The timing couldn’t be more urgent. As Lang notes, 80% of the buildings projected to exist in 2050, the year of the UN’s net zero carbon emissions target, have already been built. The critical onus on architects and developers, therefore, is to retrofit, reuse and reimagine our existing building stock, making use of the “embodied carbon” that has already been expended, rather than contributing to escalating emissions with further demolition and new construction. — The Guardian
Tonkin Liu’s Stephen Lawrence Prize-winning Water Tower project is cited as one of many examples of the growing influence of adaptive reuse in the market as evangelized in Ruth Lang’s new book Building for Change, which is due out in September from the German publisher Gestalten.
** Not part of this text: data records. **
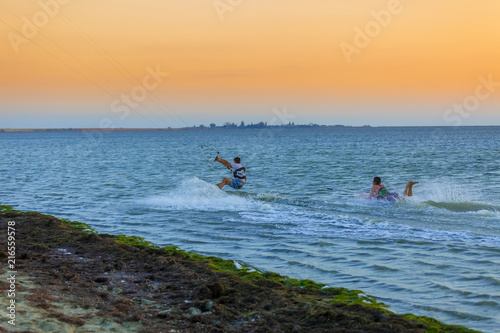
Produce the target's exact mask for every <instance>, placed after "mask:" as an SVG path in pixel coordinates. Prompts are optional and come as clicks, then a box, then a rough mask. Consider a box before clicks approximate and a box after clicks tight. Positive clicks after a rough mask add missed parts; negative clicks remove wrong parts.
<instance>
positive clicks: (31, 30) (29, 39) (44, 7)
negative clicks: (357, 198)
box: [7, 0, 70, 54]
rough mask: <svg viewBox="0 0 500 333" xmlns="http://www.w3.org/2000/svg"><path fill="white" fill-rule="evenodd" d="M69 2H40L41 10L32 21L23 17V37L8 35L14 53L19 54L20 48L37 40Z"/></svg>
mask: <svg viewBox="0 0 500 333" xmlns="http://www.w3.org/2000/svg"><path fill="white" fill-rule="evenodd" d="M69 2H70V0H40V1H39V2H38V5H39V6H40V8H41V9H40V10H39V11H37V12H36V13H35V14H33V16H32V17H31V19H28V18H26V17H25V16H23V17H22V21H23V26H22V27H21V34H22V35H20V34H18V33H15V32H10V33H8V34H7V38H8V39H9V41H10V45H12V48H13V49H14V52H15V53H16V54H19V50H20V49H19V47H20V46H21V45H22V44H28V43H29V41H30V40H32V39H33V38H35V37H36V36H37V35H38V33H39V31H40V29H42V28H44V27H46V26H47V25H48V24H49V21H50V19H51V18H53V17H54V16H56V15H57V14H59V12H60V10H61V5H67V4H68V3H69Z"/></svg>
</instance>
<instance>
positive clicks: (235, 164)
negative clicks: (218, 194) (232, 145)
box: [214, 155, 247, 190]
mask: <svg viewBox="0 0 500 333" xmlns="http://www.w3.org/2000/svg"><path fill="white" fill-rule="evenodd" d="M214 162H219V163H220V164H222V165H224V166H225V167H226V168H228V169H229V170H231V171H232V173H233V178H228V177H224V179H222V181H221V182H220V183H219V184H217V186H218V187H219V188H220V189H222V188H223V187H224V186H226V185H229V186H231V187H232V188H234V189H236V190H239V189H240V188H242V187H243V185H245V183H246V181H247V175H246V169H245V168H244V167H243V166H242V165H241V158H239V157H235V158H234V162H233V163H229V162H228V161H226V160H224V159H222V158H220V157H219V155H217V156H216V157H215V160H214Z"/></svg>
In a follow-up to his influential op-ed from January 2020, Wainwright takes up the cause for adaptive reuse via the disputed Marks & Spencer department store demolition, turning to last year’s Pritzker Prize winners for validation of an idea which has rapidly gained popularity across the UK.
“Demolishing is a decision of easiness and short-term. It is a waste of many things — a waste of energy, a waste of material and a waste of history,” Anne Lacaton told The Guardian critic. “Moreover, it has a very negative social impact. For us, it is an act of violence.”
2 Comments
Adaptive Reuse is thrown around in many of these articles as though all one has to do is minor interior work, but there are also highly involved and long-term wasteful examples as well...where the costs, material, shoring, and selective demolition is beyond and more deleterious than that of a new construction approach. Not saying that Adaptive reuse is always this, but that there is a spectrum, and such blanket statements have the same effect as the green-washing of the last many years, where a lack of critical review of the use of the terms leads to it's eventual meaninglessness.
Adaptive reuse is another thing not really taught in US arch. schools.